In the universe of Miracle Workers, that is the logical explanation for the TBS comedy’s best joke.
“13 Days,” the episode of the Daniel Radcliffe-starring series that aired Tuesday night, finds the series’ petulant man-child God, played by Steve Buscemi, angry over being the target of Bill Maher’s jokes.
“Religion: stupid, dangerous, pointless, just [bleeps] everything up,” Maher says on the TV that Buscemi’s God can’t stop watching. Turns out God is not a fan of comedy when he is the punchline. “What’s that thing where we can… you know…” he asks his assistant, Sanjay (Karan Soni), who responds: “Kill him?”
He has Sanjay orchestrate the death, which he plans as a heart attack. But God wants something more dramatic. He wants to explode Bill Maher’s penis instead.
Miracle Workers envisions Heaven as ineptly run corporate office, and God’s hit on Bill Maher sends Sanjay to the Department of Genitals. Because their duties are typically puberty-related, they don’t know how to go about the task at hand and mistakenly make it bigger.
God is furious over news coverage of what’s being perceived as a surprise blessing: Bill Maher’s massive dong. “God is as fake as my dick is huge,” Maher says when reached for comment. It turns out that his penis became too beautiful as it got larger, and the workers in the Department of Genitals couldn’t bring themselves to destroy it. “This isn’t the Department of Anuses. We have integrity.”
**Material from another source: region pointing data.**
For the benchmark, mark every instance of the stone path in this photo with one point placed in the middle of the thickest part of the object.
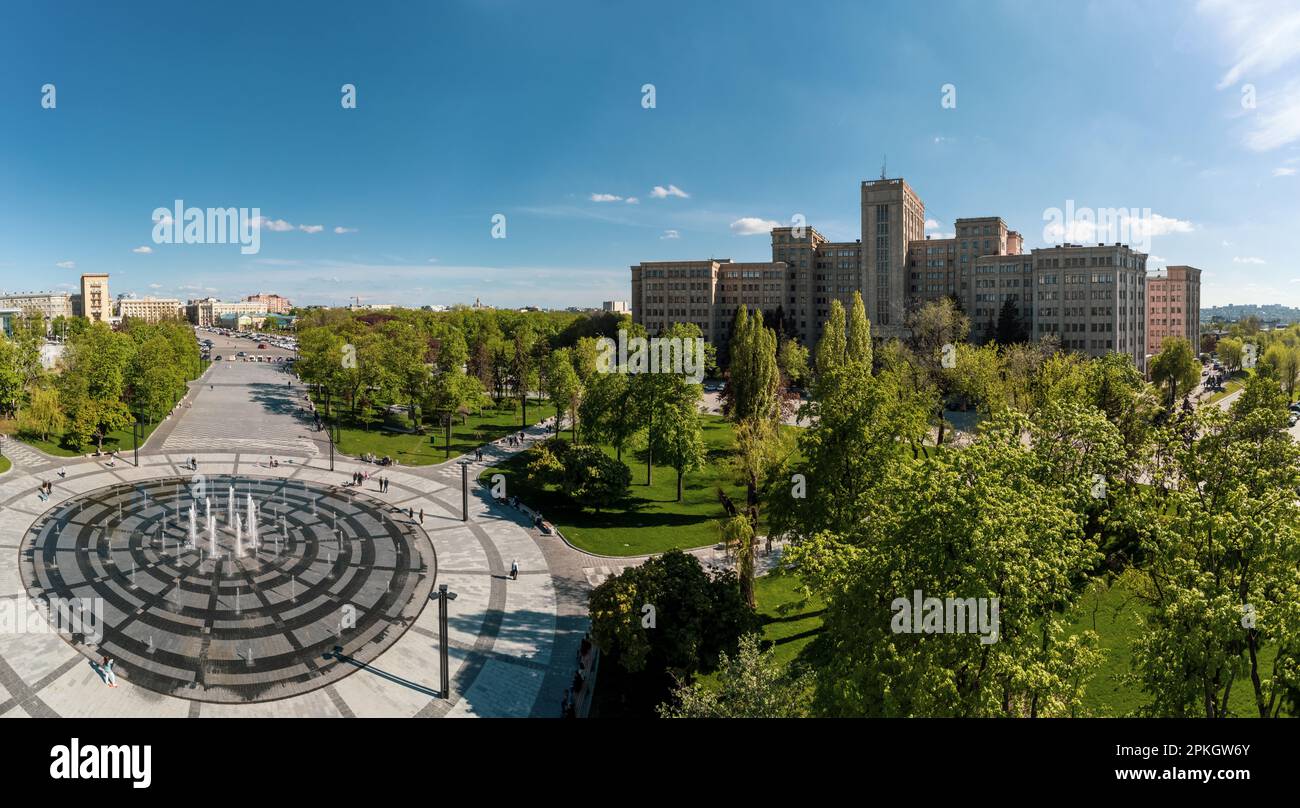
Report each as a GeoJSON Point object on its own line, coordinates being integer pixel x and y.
{"type": "Point", "coordinates": [510, 641]}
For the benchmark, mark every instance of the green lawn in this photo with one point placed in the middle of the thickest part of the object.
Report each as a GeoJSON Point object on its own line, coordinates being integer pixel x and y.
{"type": "Point", "coordinates": [1235, 382]}
{"type": "Point", "coordinates": [117, 441]}
{"type": "Point", "coordinates": [791, 618]}
{"type": "Point", "coordinates": [1110, 693]}
{"type": "Point", "coordinates": [654, 520]}
{"type": "Point", "coordinates": [408, 448]}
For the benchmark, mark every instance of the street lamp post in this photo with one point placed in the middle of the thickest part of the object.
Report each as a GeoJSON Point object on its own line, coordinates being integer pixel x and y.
{"type": "Point", "coordinates": [464, 490]}
{"type": "Point", "coordinates": [443, 596]}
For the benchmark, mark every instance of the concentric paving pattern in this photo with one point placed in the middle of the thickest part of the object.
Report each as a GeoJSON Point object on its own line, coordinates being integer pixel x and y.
{"type": "Point", "coordinates": [230, 617]}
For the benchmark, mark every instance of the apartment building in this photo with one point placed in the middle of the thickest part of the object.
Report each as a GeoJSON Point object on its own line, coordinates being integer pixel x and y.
{"type": "Point", "coordinates": [271, 303]}
{"type": "Point", "coordinates": [48, 304]}
{"type": "Point", "coordinates": [892, 218]}
{"type": "Point", "coordinates": [150, 309]}
{"type": "Point", "coordinates": [1174, 307]}
{"type": "Point", "coordinates": [207, 312]}
{"type": "Point", "coordinates": [95, 303]}
{"type": "Point", "coordinates": [1092, 298]}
Sanjay must then take the matter into his own hands, employing the 50,000 pumps on the Pump-o-Tron it takes to explode Maher’s penis himself. Later in the episode, it is revealed that Maher died.
It might seem like one big, elaborate dick joke on face value, but the Maher gag carries more meaning than that. When we chatted with series creator Simon Rich about it, he explained how it was necessary to both give viewers a sense of the juvenile pettiness of God in the series, who is fashioned in the vein of the terrible boss we’ve all had the displeasure of working for, as well as setting up the stakes on which the show’s entire premise is built.
“God is deeply insecure,” Rich says. “He’s somebody who pretends not to care what other people think about him, but of course he is obsessed with what other people think about him. So we wanted to show early on in the season that God is capable of actual destruction. It was important for us to prove that the gun is loaded.”
In last week’s series premiere, God decides that he is bored of Earth and tired of dealing with its constant bad news: global warming, wars, civil unrest. So he decides that he’s going to destroy the planet, unless two angels (Radcliffe and Geraldine Viswanathan) can answer an impossible prayer. To prove God is serious about the matter, Rich needed to show him killing someone, and not thinking twice.
“Narratively, we needed for him to commit murder pretty early in the season so that audiences would know, yeah, that doomsday device is real,” he says. “This is a God like the Old Testament God, who is capable of wiping people out on purpose.”
In the writers room, the question then became: Who does God kill? It made sense that this version of God would kill someone who makes fun of him and hurts his ego.
“We thought of all the famous atheists in pop culture,” Rich says, though the obvious choice was Maher.
As for death by penis explosion? That’s all important character work. Seriously.
“God’s a pretty childish figure [in the show],” Rich says. “He’s basically at the intelligence level of a 6-year-old. He’s illiterate. He’s childish. He should definitely not be CEO of this company.”
If the idea of Miracle Workers is that God is the head of Heaven, Inc., and working for the company is miserable, then the CEO, who happens to be the Lord Almighty, telling his assistant, who happens to be an angel, to kill Bill Maher by exploding his penis helps establish the rules of the fictional world.
“Everything on this show is basically ‘How do we make this company worse?’” Rich says. You do that by spending a half hour making the audience think about Bill Maher’s penis.